Description

Our vision for the future is based on the idea that transforming financial lives starts by giving our people the freedom to transform their own. We have a flexible work environment, and fluid career paths. We not only encourage but celebrate internal mobility. We also recognize the importance of purpose, well-being, and work-life balance. Within Empower and our communities, we work hard to create a welcoming and inclusive environment, and our associates dedicate thousands of hours to volunteering for causes that matter most to them.

Chart your own path and grow your career while helping more customers achieve financial freedom. Empower Yourself.

The Intelligence and Analytics (IA) Specialist is responsible for supporting the organization's information security, technology risk, and governance programs. This role focuses on maintaining alignment with industry standards and regulatory expectations, design, enhancement, and reporting of key risk Indicators (KRIs), and identifying emerging and AI‑related risks.

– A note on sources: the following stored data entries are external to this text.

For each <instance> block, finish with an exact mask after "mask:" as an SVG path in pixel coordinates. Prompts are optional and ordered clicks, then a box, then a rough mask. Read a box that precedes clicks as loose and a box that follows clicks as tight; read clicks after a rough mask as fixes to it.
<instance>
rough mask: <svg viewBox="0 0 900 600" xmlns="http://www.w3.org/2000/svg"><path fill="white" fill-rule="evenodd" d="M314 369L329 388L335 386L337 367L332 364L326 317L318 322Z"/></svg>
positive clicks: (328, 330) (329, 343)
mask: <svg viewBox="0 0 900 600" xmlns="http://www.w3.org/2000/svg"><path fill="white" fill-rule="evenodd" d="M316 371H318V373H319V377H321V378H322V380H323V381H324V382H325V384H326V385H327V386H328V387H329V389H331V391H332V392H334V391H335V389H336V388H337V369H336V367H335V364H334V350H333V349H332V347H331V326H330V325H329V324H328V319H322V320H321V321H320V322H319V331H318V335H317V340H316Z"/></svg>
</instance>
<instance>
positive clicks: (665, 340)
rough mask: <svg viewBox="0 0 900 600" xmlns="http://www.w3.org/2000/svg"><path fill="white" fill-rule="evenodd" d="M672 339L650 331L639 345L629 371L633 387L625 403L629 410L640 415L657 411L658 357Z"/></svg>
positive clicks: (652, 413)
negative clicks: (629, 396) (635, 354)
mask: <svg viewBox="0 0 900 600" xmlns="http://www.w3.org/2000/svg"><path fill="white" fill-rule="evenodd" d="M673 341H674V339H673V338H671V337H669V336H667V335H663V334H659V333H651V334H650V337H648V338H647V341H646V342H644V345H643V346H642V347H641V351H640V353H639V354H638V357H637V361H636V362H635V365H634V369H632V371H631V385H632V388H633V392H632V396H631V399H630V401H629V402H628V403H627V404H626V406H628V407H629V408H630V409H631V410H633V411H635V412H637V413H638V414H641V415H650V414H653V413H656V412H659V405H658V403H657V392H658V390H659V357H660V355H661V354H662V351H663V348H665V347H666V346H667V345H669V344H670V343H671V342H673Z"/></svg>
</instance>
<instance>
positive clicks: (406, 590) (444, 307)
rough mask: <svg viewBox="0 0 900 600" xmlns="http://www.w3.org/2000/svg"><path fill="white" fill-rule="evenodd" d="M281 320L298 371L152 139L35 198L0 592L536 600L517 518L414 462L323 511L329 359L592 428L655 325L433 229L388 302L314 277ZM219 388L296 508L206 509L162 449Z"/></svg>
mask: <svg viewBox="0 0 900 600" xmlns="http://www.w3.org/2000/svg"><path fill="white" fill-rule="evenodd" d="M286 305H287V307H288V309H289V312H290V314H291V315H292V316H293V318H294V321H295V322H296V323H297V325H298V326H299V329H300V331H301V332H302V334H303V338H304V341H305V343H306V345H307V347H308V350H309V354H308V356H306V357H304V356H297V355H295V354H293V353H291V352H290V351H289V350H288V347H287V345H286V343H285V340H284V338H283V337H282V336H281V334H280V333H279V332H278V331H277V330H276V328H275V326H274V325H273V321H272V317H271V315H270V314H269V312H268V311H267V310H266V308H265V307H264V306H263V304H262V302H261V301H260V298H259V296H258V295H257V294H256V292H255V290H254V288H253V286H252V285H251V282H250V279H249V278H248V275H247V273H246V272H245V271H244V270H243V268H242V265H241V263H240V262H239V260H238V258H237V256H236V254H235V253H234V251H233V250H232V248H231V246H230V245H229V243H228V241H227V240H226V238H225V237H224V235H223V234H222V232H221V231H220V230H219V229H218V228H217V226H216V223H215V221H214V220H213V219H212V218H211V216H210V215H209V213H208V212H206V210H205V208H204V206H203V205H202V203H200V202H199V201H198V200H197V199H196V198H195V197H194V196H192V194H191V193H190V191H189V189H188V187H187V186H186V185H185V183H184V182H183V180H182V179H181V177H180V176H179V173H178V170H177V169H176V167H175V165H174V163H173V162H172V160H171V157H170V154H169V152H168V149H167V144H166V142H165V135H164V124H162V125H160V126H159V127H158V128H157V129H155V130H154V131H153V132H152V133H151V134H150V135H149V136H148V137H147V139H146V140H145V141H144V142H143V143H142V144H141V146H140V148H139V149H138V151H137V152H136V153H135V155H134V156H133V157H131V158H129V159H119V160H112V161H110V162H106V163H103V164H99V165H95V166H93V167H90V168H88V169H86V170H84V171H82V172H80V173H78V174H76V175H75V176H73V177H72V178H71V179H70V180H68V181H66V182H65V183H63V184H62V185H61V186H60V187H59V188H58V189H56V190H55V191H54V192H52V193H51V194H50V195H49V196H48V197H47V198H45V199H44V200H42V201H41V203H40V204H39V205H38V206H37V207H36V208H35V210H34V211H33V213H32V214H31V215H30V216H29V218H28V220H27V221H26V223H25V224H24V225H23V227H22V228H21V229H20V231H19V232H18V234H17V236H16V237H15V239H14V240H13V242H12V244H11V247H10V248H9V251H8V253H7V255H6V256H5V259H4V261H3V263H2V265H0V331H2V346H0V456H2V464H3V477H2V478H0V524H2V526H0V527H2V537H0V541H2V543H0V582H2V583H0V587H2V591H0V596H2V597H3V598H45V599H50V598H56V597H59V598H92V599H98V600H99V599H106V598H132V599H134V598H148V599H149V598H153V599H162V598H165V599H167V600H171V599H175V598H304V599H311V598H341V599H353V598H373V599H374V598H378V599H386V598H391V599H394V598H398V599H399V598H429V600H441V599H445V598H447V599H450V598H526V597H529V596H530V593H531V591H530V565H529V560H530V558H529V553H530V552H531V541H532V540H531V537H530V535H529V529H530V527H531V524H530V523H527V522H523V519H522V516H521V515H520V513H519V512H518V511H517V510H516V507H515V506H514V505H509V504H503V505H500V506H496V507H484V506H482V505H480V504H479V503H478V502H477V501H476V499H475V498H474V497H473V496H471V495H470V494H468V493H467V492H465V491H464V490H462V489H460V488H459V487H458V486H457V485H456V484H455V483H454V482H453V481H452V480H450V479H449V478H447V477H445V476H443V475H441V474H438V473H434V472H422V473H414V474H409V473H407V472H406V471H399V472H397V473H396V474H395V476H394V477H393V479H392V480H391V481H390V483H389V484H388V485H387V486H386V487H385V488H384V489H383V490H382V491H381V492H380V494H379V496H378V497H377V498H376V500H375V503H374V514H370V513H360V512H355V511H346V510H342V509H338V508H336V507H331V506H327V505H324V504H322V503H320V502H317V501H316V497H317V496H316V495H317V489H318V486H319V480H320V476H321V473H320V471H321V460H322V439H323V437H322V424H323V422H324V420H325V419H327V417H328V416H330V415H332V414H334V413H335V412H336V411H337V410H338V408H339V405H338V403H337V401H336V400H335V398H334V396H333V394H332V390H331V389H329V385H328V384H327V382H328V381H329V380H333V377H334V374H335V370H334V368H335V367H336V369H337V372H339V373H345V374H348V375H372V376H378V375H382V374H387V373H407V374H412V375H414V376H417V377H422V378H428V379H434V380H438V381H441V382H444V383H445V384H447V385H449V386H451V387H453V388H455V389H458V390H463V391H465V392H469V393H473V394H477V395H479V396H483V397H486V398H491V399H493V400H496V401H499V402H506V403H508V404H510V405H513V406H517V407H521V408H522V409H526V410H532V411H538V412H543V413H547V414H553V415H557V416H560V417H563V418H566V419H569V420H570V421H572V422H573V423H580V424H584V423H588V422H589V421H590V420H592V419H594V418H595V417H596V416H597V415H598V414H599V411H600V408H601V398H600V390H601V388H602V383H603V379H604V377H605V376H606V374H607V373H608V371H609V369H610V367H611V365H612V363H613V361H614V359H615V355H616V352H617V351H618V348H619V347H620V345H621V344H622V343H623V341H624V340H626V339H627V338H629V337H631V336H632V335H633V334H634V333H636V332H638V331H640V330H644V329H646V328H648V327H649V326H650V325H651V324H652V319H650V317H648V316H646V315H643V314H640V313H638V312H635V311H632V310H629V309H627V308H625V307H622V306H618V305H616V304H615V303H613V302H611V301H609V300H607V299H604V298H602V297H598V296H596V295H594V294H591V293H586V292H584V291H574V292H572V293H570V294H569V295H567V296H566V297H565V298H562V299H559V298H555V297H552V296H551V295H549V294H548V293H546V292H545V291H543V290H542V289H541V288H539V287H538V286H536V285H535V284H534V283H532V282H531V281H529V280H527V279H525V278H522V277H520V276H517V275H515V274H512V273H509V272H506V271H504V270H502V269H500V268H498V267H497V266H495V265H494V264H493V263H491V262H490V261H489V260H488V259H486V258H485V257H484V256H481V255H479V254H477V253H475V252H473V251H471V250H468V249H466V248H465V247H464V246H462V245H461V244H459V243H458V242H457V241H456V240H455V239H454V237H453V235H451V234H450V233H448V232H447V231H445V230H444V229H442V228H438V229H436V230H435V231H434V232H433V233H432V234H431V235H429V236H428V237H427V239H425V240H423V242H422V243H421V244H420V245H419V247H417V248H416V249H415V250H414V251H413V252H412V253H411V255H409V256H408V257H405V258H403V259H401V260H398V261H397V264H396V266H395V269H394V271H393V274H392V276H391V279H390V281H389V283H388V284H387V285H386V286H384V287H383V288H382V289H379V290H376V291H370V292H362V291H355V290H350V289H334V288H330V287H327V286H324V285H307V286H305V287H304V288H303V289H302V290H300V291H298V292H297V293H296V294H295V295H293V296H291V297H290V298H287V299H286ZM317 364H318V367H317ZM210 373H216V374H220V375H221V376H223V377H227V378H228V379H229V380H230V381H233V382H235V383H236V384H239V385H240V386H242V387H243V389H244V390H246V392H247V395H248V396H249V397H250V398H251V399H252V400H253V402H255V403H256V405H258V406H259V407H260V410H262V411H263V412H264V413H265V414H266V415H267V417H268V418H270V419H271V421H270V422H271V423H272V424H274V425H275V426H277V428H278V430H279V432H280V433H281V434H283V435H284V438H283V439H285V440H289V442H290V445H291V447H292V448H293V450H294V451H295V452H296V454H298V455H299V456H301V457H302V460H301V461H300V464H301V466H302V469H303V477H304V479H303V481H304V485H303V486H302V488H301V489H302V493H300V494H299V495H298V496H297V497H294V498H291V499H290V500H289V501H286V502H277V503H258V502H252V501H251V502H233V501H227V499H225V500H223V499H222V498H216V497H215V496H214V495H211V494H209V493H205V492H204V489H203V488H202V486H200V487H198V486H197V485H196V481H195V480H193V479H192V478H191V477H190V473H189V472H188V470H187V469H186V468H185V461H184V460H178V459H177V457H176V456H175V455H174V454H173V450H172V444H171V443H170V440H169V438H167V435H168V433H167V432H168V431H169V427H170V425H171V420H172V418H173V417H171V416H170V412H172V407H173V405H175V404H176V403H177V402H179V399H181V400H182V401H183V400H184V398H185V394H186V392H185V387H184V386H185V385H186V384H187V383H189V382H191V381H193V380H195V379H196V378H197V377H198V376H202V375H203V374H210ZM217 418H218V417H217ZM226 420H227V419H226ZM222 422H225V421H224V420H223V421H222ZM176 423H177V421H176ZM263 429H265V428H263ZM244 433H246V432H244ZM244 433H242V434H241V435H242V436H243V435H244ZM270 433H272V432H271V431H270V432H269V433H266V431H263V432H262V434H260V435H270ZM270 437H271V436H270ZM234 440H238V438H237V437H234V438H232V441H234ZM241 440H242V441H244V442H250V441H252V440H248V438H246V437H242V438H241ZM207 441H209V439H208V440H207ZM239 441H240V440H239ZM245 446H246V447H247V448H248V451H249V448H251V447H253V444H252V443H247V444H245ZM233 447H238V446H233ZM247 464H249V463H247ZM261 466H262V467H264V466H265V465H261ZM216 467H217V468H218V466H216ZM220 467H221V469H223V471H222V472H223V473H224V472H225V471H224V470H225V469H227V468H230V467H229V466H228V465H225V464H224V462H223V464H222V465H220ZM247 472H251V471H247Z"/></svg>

This role, as part of an extension of Global Information Security Office (GISO), will work closely with the global stakeholders on Information Security and Technology Risk themes to drive strategic value through data-driven risk insights and platform transformations

ESSENTIAL FUNCTIONS:

• Define, track, and report Key Risk Indicators (KRIs) and security risk metrics, producing dashboards and management‑level reporting.
• Document and manage risks, controls, and issues using GRC tools such as ServiceNow IRM (good to have), supporting workflow efficiency and audit traceability.
• Experience in identifying, assessing, and monitoring emerging risks, including AI, automation, data privacy, and evolving threat landscapes, and providing risk‑based recommendations to stakeholders.
• Prepare and deliver clear, executive‑ready presentations, and effectively communicate security and risk concepts to both technical and non‑technical stakeholders.
• Develop, review, and maintain information security policies, standards, and procedures, ensuring alignment with regulatory expectations, industry frameworks, and internal risk appetite.
• Experience in managing the Information Security Management System (ISMS) aligned with ISO/IEC 27001, NIST Cybersecurity Framework (CSF), and COBIT, ensuring consistent application of controls and governance practices across the organization.
• Experience in performing information security, technology, and cyber risk assessments, including inherent and residual risk analysis, and evaluating risks associated with new technologies, cloud, and digital initiatives.
• Perform third‑party security risk assessments, review vendor security artifacts (e.g., SOC reports, certifications), and track remediation activities and risk acceptance decisions.
• Support regulatory compliance activities, internal and external audits, and management responses by ensuring risks, controls, and issues are well documented, traceable, and defensible.

Education:

• College diploma or University degree in Computer Science or IT Management, or equivalent experience.

EXPERIENCE:

• 5 - 8 years of experience in information security, cyber/technology risk, or GRC‑focused roles.
• Hands‑on experience with ISO/IEC 27001, NIST CSF, and COBIT frameworks.
• Experience performing risk assessments, policy and standards development, and third‑party risk management.
• Exposure to regulatory compliance environments and audit support activities.
• Risk reporting, analytics, or KRI development
• Exposure to ServiceNow IRM or similar GRC platforms (good to have)

SKILLS/CHARACTERISTICS:

• Strong understanding of information security, technology risk, and emerging risk domains, including AI‑related risks
• Knowledge of GRC practices, control frameworks, and regulatory expectations
• Experience with GRC tools (e.g., ServiceNow IRM - good to have)
• Excellent analytical, documentation, and reporting skills
• Strong written, verbal, and presentation skills, with the ability to communicate effectively with senior management and cross‑functional teams
• Ability to translate technical security risks into clear business impact
• Individual contributor with strong analytical skills and a data-driven mindset

We are an equal opportunity employer with a commitment to diversity. All individuals, regardless of personal characteristics, are encouraged to apply. All qualified applicants will receive consideration for employment without regard to age, race, color, national origin, ancestry, sex, sexual orientation, gender, gender identity, gender expression, marital status, pregnancy, religion, physical or mental disability, military or veteran status, genetic information, or any other status protected by applicable state or local law.